The rapid accumulation of short-term debt in Asia was a direct result of the removal of capital controls-- at the insistence of the IMF. For example, South Korean, Thai, and Indonesian banks (as well as non-financial corporations) were allowed, in the last six years, to borrow from international markets with fewer restrictions then ever before.

What was needed at the onset of the crisis was a supply of foreign exchange reserves, to assure investors that they did not have to flee the country today in order to avoid further foreign exchange losses tomorrow. The government of Japan actually proposed, at a meeting of regional finance ministers in September 1997, that an "Asian Monetary Fund" be created in order to provide liquidity to the faltering economies, and with fewer of the conditions imposed by the IMF. This fund was to have been endowed with as much as $100 billion in emergency resources, which would come not only from Japan, but from China, Taiwan, Hong Kong, Singapore, and other countries, all of whom supported the proposal.

After strenuous opposition from the U.S. Treasury Department, which insisted that the IMF must determine the conditions of any bailout before any other funds were committed, the plan was dropped by November. It is impossible to tell how things might have turned out differently, but it is certainly conceivable that not only the depression, but even the worst of the currency collapses could have been avoided if the fund had been assembled and deployed quickly at that time.

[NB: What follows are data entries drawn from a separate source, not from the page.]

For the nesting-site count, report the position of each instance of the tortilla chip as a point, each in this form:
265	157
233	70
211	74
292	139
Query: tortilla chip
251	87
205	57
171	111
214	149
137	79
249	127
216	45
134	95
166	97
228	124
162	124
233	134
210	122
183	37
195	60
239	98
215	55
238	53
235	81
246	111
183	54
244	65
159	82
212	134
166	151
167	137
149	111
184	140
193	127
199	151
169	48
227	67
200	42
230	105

The IMF then failed to provide the necessary reserves-- Indonesia had received only $3 billion by March of 1998. Even worse, the IMF’s insistence on very high interest rates, as well as fiscal austerity, worsened the contraction of the injured economies. The result was that a liquidity crisis, which could have been managed and limited to the financial sphere of the economy, became a major regional depression.

The human cost of this depression has been staggering. Years of economic and social progress are being negated, as the unemployed vie for jobs in sweatshops that they would have previously rejected, and the rural poor subsist on leaves, bark, and insects. In Indonesia, the majority of families now have a monthly income less than the amount that they would need to buy a subsistence quantity of rice, and nearly 100 million people-- half the population-- are being pushed below the poverty line. Women have been particularly hard hit: they are first to be laid off, have taken sharper cuts in access to food and other necessities, and girls are being pulled from school to help with their
families’ survival.

It is especially disheartening to read that the IMF’s managing director, Michel Camdessus, has referred to the Asian crisis as "a blessing in disguise."

The IMF’s favorite reformer, Anatoly Chubais, has now admitted that he "conned" the IMF out of $20 billion. But the IMF economists are not the only ones who have been fooled. All the people who thought they would be bailed out by the Fund, but were then thrown overboard, are among the victims. American taxpayers, whose taxes make up the largest contribution to the Fund, have also been deceived as to the nature of this operation.

The IMF has never served as a lender of last resort, as the world had been reminded in the cases of Russia and Indonesia. It is not a rescue mission. Its policies over the last year have failed as spectacularly as can be imagined, and the last seven years of "reform" have left the Russian economy in ruins. Yet there is no sign that the Fund’s managers are aware of their mistakes. Is there any reason to think that they will do better in the future?